Brenda Stevenson’s 2023 Prothero Lecture: video available

28 July 2023

The video of this year’s Royal Historical Society Prothero Lecture is now available. The 2023 lecture — ‘To Do and Be Undone: Enslaved Black Life, Courtship, and Marriage in the Antebellum South’ — was delivered on 5 July by Brenda E. Stevenson, Hillary Rodham Clinton Professor of Women’s History at Oxford University.

Professor Stevenson’s lecture centres on the familial ideals and realities of enslaved Black people in the American South via their courtship and marriages, ritually and experientially. The trope of the missing Black family has lived large in the ambitious research designs of scholars, the critical imagination of the public, and the caustic decisions of policy makers. The reality, however, is that even through the pain and loss brought on by centuries of slavery and systemic racialised inequalities of all sorts, Black people wanted and were able to create family ties that fostered humanity, assured survival, and even undergird post-emancipation progress across the generations.

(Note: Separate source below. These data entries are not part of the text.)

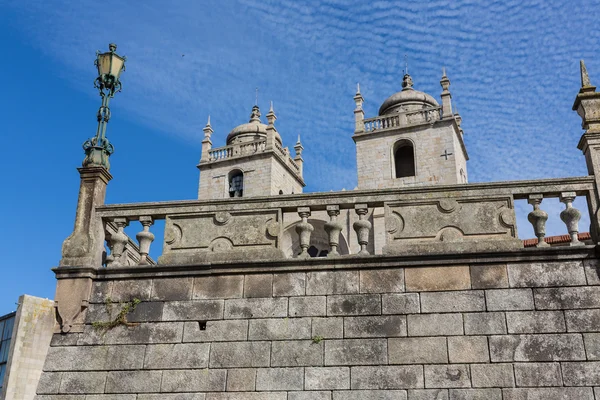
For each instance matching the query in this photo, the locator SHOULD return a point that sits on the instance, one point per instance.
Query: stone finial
(271, 117)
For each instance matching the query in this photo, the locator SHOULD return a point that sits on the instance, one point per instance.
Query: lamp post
(110, 65)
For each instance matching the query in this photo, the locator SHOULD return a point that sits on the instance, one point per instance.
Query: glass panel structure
(7, 323)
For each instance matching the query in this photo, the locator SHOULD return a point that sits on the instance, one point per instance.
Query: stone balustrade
(399, 120)
(409, 221)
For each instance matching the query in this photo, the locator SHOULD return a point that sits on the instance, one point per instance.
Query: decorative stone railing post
(571, 216)
(117, 243)
(538, 218)
(145, 238)
(362, 228)
(333, 229)
(304, 229)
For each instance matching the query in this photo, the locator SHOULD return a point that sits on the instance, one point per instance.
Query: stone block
(468, 349)
(423, 279)
(327, 378)
(548, 347)
(439, 302)
(94, 358)
(509, 299)
(538, 374)
(356, 352)
(567, 298)
(489, 276)
(313, 395)
(256, 308)
(172, 289)
(151, 332)
(475, 394)
(240, 354)
(196, 310)
(306, 306)
(357, 304)
(177, 356)
(273, 379)
(247, 396)
(581, 373)
(218, 287)
(215, 331)
(592, 271)
(133, 382)
(296, 353)
(447, 376)
(289, 284)
(193, 380)
(49, 383)
(382, 281)
(328, 328)
(492, 375)
(259, 285)
(592, 345)
(489, 323)
(544, 274)
(241, 380)
(583, 320)
(431, 350)
(401, 303)
(548, 394)
(332, 282)
(387, 377)
(369, 395)
(435, 324)
(535, 322)
(428, 394)
(280, 329)
(379, 326)
(129, 289)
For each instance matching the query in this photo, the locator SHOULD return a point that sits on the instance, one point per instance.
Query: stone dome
(250, 131)
(408, 99)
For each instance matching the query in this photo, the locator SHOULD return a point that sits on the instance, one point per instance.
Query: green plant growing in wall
(121, 317)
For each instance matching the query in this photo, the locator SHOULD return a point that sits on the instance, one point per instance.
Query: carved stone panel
(221, 235)
(433, 225)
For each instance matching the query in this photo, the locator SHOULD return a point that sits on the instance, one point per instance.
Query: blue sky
(513, 67)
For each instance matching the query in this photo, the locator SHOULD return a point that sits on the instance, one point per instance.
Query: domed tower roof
(250, 131)
(408, 99)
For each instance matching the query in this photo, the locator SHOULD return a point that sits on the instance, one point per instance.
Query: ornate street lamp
(110, 65)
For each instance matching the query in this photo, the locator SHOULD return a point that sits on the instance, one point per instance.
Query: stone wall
(385, 329)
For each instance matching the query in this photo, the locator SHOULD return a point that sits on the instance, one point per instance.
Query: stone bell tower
(414, 141)
(253, 163)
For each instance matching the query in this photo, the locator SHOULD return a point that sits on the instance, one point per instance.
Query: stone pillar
(359, 114)
(446, 96)
(206, 142)
(85, 246)
(587, 105)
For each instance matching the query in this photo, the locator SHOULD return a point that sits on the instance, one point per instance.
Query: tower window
(404, 159)
(236, 183)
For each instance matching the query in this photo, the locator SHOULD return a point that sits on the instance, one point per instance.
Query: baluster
(362, 228)
(304, 229)
(118, 240)
(538, 218)
(571, 216)
(333, 229)
(145, 238)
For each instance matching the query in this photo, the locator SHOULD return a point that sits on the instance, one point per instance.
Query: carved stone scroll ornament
(145, 238)
(304, 229)
(571, 216)
(538, 218)
(362, 228)
(333, 229)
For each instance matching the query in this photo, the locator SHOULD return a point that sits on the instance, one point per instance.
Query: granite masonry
(419, 290)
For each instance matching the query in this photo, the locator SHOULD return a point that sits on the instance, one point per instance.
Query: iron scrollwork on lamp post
(110, 65)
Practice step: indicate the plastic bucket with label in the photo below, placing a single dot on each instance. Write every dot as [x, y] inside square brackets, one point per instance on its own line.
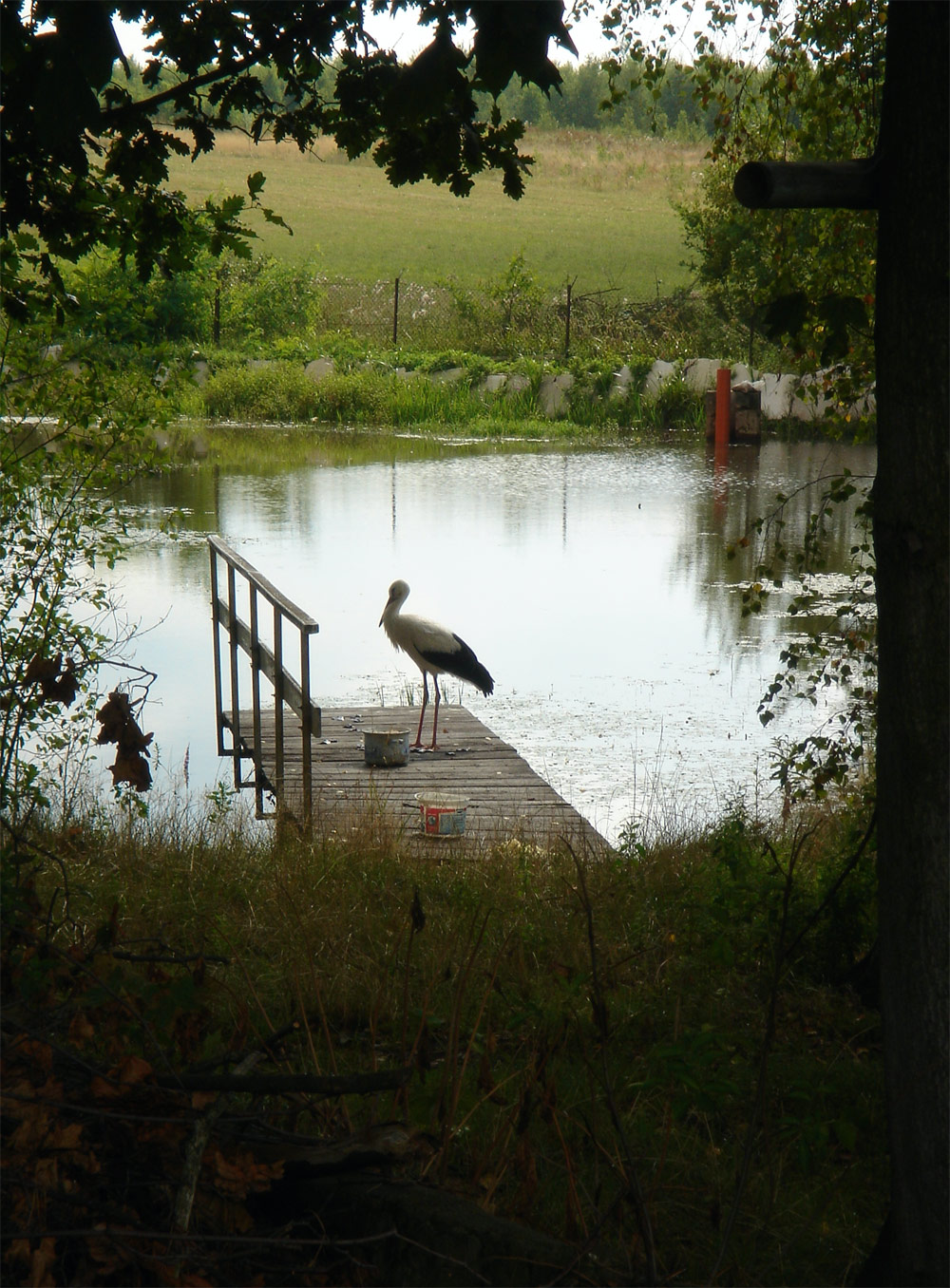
[443, 814]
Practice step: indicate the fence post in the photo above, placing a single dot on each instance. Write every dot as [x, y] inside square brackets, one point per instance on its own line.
[567, 321]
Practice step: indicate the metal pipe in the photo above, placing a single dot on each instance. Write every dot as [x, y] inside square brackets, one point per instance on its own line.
[808, 184]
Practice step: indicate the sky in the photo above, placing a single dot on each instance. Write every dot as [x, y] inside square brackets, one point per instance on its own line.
[407, 38]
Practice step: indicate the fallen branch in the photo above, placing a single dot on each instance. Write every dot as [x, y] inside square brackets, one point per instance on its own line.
[290, 1084]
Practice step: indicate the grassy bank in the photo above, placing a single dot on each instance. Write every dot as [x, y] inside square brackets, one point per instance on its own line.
[678, 1013]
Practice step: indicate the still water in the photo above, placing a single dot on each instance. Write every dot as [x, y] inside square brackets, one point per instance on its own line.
[593, 583]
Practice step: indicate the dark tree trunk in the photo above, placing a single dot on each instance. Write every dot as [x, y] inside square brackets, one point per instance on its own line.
[911, 542]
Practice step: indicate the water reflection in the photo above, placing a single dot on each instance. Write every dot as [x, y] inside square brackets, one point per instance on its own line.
[593, 583]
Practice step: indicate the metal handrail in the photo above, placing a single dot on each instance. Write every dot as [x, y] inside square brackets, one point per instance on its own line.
[263, 659]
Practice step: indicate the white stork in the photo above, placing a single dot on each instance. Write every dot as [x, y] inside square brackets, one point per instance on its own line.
[433, 650]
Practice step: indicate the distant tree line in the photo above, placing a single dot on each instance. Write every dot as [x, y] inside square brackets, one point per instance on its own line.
[671, 107]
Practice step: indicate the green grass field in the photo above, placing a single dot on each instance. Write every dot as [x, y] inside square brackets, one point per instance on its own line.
[597, 209]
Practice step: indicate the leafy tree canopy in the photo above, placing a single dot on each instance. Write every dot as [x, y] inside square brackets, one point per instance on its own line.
[86, 162]
[799, 84]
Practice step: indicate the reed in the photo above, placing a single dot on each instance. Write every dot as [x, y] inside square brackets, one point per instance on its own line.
[571, 1017]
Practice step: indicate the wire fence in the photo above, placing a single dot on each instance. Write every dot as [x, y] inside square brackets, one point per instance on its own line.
[494, 321]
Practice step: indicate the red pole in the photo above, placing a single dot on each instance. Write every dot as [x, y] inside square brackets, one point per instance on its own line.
[723, 389]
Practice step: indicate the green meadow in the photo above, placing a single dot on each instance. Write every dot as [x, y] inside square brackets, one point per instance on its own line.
[598, 210]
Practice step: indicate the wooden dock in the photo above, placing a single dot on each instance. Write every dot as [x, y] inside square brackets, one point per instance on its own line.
[505, 799]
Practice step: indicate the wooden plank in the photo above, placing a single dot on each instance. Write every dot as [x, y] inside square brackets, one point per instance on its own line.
[504, 796]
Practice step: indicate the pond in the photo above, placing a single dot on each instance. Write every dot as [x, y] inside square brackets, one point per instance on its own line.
[595, 585]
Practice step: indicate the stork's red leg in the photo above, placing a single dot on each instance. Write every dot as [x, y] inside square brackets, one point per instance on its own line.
[434, 719]
[426, 702]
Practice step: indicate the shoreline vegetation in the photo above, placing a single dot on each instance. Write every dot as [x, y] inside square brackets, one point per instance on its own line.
[671, 1044]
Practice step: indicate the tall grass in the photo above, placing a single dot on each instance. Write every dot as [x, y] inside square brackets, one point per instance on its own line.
[569, 1016]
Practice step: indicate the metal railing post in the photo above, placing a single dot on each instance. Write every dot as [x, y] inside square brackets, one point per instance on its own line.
[246, 635]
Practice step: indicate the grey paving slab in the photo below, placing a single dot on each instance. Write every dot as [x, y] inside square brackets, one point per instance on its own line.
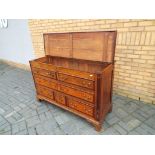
[22, 114]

The lecture describes and analyses courtship/romantic attitudes and behaviours, the traits that adults desired and despised in a partner, the negotiations with family and captors regarding one’s choice for a spouse, and the various kinds of ceremonies (or not) that signified one’s marital commitments.

The Royal Historical Society’s annual Prothero Lecture is named for the historian George W. Prothero (1848-1922) who — as President of the Society between 1901-05 — played a significant role in the professionalisation of the historical discipline and the Society’s role in supporting the historical profession.

Prothero Lectures have been given annually since 1969. Previous Prothero lecturers include, among many others, Joanna Bourke, Linda Colley, Stefan Collini, Natalie Zemon Davis, Roy Foster, Olwen Hufton, Sujit Sivasundaram and Keith Thomas.